Rachid est le prénom d’un des deux gardes que les militaires ligotèrent, le soir de l’évasion. »
Selon Ali Bourequat, Houcine Manouzi s’était emparé d’une arme de
poing, lors de l’évasion. On peut aisément imaginer quel aura été le
sort du malheureux, d’autant que, condamné à la peine capitale, le
régime aura, sans doute, préféré faire appliquer la sentence, plutôt que
courir le risque d’une nouvelle évasion.
A-t-il été exécuté plus tôt, sans que Bourequat n’en ait été témoin
? A-t-il été exécuté ailleurs. Au PF4, par exemple ? Seuls les
protagonistes de cette affaire, pourraient apporter des réponses aux
questions que continue de se poser la famille Manouzi.

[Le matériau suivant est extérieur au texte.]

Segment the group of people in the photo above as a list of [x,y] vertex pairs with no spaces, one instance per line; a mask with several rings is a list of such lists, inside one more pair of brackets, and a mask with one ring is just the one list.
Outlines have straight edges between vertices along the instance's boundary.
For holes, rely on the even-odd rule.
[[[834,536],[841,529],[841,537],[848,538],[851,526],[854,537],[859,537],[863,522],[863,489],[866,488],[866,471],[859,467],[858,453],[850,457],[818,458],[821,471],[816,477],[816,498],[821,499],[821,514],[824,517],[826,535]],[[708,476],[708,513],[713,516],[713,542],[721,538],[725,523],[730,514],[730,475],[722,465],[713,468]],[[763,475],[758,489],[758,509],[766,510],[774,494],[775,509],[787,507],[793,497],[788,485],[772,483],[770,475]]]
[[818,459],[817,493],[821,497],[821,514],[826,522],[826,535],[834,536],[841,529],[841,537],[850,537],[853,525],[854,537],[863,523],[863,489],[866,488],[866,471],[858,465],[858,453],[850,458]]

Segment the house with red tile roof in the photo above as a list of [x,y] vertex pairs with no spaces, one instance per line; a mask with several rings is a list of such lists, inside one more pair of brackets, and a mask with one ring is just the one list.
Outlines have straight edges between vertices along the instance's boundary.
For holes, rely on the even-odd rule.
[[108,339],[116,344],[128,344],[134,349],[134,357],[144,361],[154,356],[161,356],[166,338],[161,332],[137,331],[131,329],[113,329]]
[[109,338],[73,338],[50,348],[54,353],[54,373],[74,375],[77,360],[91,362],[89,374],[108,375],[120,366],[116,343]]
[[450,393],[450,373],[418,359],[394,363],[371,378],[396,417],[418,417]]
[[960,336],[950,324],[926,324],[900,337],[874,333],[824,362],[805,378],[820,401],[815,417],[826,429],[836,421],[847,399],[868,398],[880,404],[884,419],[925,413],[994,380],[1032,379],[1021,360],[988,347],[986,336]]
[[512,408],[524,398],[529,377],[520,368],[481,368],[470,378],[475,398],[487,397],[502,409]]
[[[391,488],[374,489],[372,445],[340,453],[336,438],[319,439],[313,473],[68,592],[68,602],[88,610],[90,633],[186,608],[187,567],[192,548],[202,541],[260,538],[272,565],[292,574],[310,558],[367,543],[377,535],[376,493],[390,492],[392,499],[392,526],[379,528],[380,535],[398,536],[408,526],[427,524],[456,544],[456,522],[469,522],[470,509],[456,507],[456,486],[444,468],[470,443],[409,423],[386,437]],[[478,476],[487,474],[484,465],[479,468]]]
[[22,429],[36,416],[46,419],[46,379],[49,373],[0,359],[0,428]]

De cette sinistre affaire, l’avocat de la famille a, un jour, eu ces
mots, où l’ironie le dispute à l’interpellation des consciences de la
prétendue nouvelle ère :
- « Quand j’ai pris en charge le dossier
Manouzi, j’étais un débutant avec quatre ans de carrière derrière
moi. Aujourd’hui, il ne me reste plus que quatre ans pour prendre ma
retraite. Ce serait bien de mettre le mot fin à ce dossier ».
Comble de l’ignominie, En 1994, la Direction de la Surveillance du Territoire (DST)
informait la famille que Houcine était encore vivant, lui conseillant
vivement, d’éviter toutes déclarations dans la presse, si elle voulait
le revoir. Puis, le 16 août 2001, les autorités remettaient aux parents,
un certificat de décès, ne portant aucun cachet et datant le décès au
17 juillet 1975, alors que plusieurs amis et co-détenus prétendent avoir
vu Houcine, en vie, après cette date.
Trente-neuf ans après le début de cette affaire, le pouvoir marocain
continue de compter des criminels dans ses rangs. Certains sont
disparus, de leur belle mort, pendant que d’autres, tapis dans l’ombre,
continuent d’officier, comme si de rien n’était, alors que la justice
internationale les recherche.
Comme un clin d’oeil à l’histoire de notre pays, à la grève promettent de se joindre les islamistes d’Al Adl Wal Ihssane, l’Union Générale des Travailleurs Marocains (UGTM)
et plus de vingt (20) organisations marocaines des droits de l’homme.
Une grève qui promet d’être largement suivie comme une magnifique
commémoration de ce satané 29 octobre.